二人がけの席の隣に座っていた19歳の若者が私に話しかけてくれて、お互いに下手くそな英語で会話をしたり、車内販売の飯を食ったり、簡単なベトナム語を教わったりした。のちに英語の通じないホテルに難なく泊まれたのは彼のおかげであり、その際にとっておきのフレーズ「ワタシ、ホテル、ホシイ」を繰り出したのだった。宿の旦那は苦笑していた。

やがて途中の駅で若者は下車し、隣は空席になった。すると、後ろの席の女の子がやってきて、シートのリクライニングをバタンバタンと倒して遊び始めた。5、6歳くらいの前歯が生え変わっていない子だった。言葉は通じないが私を警戒していないようだった。

私はその子と遊んだ。というか、私のデジカメが格好の遊び道具になったらしく、パシャパシャと車内を撮ったり設定をでたらめに弄り倒していた。私は彼女とその母親のツーショットを撮った。お互いによく似た丸顔で、南方にルーツがありそうな顔立ちだった。

しばらく遊ぶと女の子は疲れて寝てしまい、私もウトウトし始めた。
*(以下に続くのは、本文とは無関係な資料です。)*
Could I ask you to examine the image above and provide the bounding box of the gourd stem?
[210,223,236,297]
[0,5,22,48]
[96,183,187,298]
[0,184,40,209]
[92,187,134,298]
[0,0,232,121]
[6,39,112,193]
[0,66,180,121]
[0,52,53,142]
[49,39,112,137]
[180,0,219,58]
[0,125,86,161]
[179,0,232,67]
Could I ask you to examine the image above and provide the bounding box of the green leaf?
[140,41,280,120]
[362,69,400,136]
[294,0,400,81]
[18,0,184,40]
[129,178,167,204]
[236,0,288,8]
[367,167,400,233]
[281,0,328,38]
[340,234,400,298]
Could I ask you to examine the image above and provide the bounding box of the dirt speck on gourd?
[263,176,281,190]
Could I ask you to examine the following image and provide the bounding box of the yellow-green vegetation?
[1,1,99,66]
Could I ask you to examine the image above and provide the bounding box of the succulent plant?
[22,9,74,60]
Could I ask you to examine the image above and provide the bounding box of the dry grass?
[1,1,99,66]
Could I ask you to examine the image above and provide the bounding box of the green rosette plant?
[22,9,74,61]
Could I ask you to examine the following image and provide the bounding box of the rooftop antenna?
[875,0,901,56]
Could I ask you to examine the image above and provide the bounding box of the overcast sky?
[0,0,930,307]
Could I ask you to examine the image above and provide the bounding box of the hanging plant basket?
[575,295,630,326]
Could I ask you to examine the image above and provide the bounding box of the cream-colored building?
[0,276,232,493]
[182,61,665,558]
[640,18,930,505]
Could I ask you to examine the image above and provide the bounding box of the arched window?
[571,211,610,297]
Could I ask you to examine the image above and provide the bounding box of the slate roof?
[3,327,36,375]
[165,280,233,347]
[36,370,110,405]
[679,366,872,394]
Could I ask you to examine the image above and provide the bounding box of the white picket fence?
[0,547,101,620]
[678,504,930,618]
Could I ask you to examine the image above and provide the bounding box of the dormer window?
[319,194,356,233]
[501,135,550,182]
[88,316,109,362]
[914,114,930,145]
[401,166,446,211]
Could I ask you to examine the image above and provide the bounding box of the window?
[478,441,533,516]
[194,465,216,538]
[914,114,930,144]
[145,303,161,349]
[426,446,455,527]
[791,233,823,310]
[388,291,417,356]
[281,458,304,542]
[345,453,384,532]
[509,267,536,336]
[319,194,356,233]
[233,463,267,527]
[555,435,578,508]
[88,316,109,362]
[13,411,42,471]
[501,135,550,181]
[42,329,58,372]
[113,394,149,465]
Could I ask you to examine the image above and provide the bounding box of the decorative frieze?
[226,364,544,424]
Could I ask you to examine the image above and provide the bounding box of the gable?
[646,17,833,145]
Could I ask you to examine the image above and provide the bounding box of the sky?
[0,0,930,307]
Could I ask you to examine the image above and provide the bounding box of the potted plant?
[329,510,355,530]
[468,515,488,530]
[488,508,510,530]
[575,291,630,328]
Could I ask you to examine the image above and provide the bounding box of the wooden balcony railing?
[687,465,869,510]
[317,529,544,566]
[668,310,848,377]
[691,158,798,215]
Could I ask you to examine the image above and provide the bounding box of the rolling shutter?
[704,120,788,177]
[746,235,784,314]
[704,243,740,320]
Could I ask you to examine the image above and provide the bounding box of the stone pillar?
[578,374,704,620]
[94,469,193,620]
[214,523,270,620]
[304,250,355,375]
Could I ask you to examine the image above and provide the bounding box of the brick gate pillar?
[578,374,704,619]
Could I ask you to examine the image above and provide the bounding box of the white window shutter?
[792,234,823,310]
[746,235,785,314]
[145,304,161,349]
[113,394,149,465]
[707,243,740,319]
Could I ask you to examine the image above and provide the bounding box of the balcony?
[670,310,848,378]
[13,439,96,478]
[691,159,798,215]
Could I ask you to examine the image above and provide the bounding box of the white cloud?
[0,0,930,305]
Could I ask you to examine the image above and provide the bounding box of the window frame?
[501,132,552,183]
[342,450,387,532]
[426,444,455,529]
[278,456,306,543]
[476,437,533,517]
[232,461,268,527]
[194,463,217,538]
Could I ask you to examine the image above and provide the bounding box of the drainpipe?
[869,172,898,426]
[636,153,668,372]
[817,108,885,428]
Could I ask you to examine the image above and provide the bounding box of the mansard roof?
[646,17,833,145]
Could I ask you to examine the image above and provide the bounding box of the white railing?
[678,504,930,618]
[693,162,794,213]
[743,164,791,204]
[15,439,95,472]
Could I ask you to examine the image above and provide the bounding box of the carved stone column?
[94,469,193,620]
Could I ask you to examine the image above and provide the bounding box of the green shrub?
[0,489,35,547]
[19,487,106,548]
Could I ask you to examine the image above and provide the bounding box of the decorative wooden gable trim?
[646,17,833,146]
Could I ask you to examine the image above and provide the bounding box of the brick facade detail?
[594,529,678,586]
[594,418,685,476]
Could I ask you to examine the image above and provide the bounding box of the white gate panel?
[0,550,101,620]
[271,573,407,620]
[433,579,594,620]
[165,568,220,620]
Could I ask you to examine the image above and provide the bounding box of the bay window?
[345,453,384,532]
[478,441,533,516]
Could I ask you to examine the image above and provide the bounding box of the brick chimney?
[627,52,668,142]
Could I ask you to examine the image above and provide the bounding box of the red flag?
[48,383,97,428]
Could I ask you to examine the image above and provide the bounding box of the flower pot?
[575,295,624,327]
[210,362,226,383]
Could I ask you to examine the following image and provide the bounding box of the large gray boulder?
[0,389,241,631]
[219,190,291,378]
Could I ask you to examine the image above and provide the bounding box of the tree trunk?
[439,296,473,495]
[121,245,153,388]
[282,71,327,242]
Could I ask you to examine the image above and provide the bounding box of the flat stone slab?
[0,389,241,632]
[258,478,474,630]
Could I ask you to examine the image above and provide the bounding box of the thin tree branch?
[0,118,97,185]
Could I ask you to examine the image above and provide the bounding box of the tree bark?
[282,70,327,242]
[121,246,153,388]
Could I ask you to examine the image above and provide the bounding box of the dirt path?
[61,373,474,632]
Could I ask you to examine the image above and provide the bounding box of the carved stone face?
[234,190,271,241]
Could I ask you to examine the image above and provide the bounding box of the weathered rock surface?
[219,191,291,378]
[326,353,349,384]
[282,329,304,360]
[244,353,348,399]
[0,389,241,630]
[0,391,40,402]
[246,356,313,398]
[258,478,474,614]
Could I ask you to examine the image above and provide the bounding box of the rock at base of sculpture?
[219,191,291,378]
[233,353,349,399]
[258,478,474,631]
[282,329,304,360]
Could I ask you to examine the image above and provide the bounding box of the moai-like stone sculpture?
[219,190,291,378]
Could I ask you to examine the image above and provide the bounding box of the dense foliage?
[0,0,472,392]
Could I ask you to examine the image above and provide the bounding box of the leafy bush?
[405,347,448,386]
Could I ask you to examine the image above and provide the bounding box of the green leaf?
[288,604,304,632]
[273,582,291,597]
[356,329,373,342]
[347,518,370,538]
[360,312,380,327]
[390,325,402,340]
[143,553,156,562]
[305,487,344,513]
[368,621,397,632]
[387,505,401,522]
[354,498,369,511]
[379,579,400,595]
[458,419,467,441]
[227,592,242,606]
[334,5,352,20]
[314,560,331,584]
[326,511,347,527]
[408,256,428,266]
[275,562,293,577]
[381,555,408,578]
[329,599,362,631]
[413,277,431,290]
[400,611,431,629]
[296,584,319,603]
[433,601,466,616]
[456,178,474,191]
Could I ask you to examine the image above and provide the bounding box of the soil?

すると頭のあたりにワサワサとした感じがして、振り返ると女の子の母親が左の手のひらを上に向け、そこには白髪が何本か並んでいた。母親は「こんなにあったよ」と言わんばかりに満面の笑みをこちらに向けていた。

白髪がそんなにあったことにびっくりしたが、こんなに抜かれるまで気づかなかったことにも驚き、そもそも人の白髪を抜くかね、と目が点になった。ともかく好意でやってくれていることはなんとなくわかったので、私は前に向き直り、引き続き抜かれるがままになっていた。

日本に帰ってから調べてみると、ベトナムには白髪抜きの習慣があり、専門店もあるらしい。日本では人の白髪を勝手に抜いたりしないんですよ、と言ったらあの母親は驚くだろうか。